Okay, I wrote this in 3rd period with my friend Laura. The slanted words mean she wrote them. Un-slanted means I wrote it. About halfway through class ended and I finished it later.
Disclaimer: Me: I do not own Twilight. Laura, do you own Twilight?
Laura: Of course, Aly, duh.
Me: Let's make them dance.
Laura: I command you all to dance!
Bella: We don't have to!
Alice: Yeah, you don't own us!
Emmett: You're a liar!
Me: Laura…
Laura: Okay, I don't own Twilight either…
All the Cullens were sitting in the living room. All except Carlisle who was still at work. Alice was glaring intently at the TV. She was staring at all of the new fashions and waiting to go on a shopping spree with Bella. "Bella!" she yelled at the top of her lungs. "We're going shopping!"
"No we're not," Bella said. Alice just laughed and grabbed Renesmee. "But I have your daughter," she said, laughing gleefully.
"Hey, give her back!" Bella shouted, chasing Alice around the room. But just then, the muffins Esme had been making jumped out of the oven and screamed, "We're freeeee!"
"What the hell!?" Emmett exclaimed as Esme ran out to the living room. (AN: Oooh, Laura wrote a bad wooooord!)
Rosalie jumped up and cackled loudly. "I brought the muffins to life!" she yelled.
Jasper tried to calm everyone down, but it was too much for him to handle.
Then, Aly (AN: Meeeee!) ran through the front door and sprayed Edward with anti-Evil Muffin spray, so that he at least would be safe from the evil muffins.
Alice glared at her, so Aly sprayed her too. Then Jasper filled her with love and generosity, so she sprayed everyone with anti-Evil Muffin spray, even the evil muffins, and they all ran away.
Then Rosalie admitted that she hadn't actually brought the muffins to life. But Aly had a BRILLIANT IDEA (AN: It could happen! Maybe…)! "Alice can see the future, so she would have seen this coming. She would have told you all unless it was ALICE HERSELF committing the crime!"
Everyone looked very impressed that Aly had come up with this brilliant idea all on her own.
Alice just shrugged. "I was focusing too hard on all the runways in Milan and Paris to see a couple of evil muffins."
Aly was sad. But then she had ANOTHER BRILLIANT IDEA! "Edward would have heard the culprit thinking about their evil scheme, and he would have told you all, unless it was EDWARD HIMSELF committing the crime!"
Edward looked offended. "I was with Nessie all day! And no one's been thinking about bringing muffins to life! They were all thinking perfectly normal thoughts!"
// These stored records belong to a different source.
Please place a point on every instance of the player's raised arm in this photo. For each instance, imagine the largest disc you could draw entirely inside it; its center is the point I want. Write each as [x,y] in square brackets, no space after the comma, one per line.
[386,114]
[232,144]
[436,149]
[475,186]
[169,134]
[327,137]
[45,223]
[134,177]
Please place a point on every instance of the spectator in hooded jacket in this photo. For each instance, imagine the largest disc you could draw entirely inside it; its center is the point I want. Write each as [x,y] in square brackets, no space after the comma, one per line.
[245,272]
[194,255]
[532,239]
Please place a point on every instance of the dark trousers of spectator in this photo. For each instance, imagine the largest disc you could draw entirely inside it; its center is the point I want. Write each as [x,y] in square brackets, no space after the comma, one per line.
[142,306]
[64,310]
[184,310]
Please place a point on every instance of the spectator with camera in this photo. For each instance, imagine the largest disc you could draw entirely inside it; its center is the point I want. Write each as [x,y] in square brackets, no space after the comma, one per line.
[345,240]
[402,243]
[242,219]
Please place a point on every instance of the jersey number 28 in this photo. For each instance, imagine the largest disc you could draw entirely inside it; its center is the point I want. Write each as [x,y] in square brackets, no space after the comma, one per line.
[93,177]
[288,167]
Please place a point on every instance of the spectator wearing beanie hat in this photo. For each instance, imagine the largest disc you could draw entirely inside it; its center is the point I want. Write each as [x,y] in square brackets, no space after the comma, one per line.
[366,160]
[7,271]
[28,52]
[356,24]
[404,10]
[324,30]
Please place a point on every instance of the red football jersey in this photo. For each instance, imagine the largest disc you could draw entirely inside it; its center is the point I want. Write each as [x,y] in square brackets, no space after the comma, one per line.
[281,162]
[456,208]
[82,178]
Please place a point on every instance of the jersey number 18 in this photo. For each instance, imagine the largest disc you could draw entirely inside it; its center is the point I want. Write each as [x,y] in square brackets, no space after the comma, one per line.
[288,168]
Aly was sad. Again. But then, she had ANOTHER BRILLIANT IDEA (I am so milking this as much as possible!)! "But if they were all thinking perfectly normal thoughts, they weren't blocking you out, so it must have been the only one whose mind Edward cant read. It was BELLA CULLEN!"
"Okay!" Bella yelled. It WAS me!'
"DUN DUN DUN DU-UN!"
"It was?" Aly said incredulously. "I mean, uh, um, yes! I knew it all along!"
"DUN DUN DUN DU-UN"
"It was me and my new boyfriend-"
"DUN DUN DUN DU-UN!"
"Esme," Emmett said, "Why are you doing that?"
"Sorry," Esme said.
"My new boyfriend, James!"
Just then, James, the sadistic vampire the Cullens they had when Bella was human, walked into their living room.
James grabbed Bella's hand, called together their army of evil muffins, and they skipped off into the sunset.
"DUN DUN DUN DU-UN!!!" Esme, Emmett, Rosalie, Jasper, Nessie, and Alice sang in unison.
"Bella!" Edward yelled. Then he shrugged. "Well," he said, "I'm off to Ital!"
"Bye Edward!" everyone yelled.
Aly was still stunned. "I-I actually solved the case of the evil muffins all by myself?"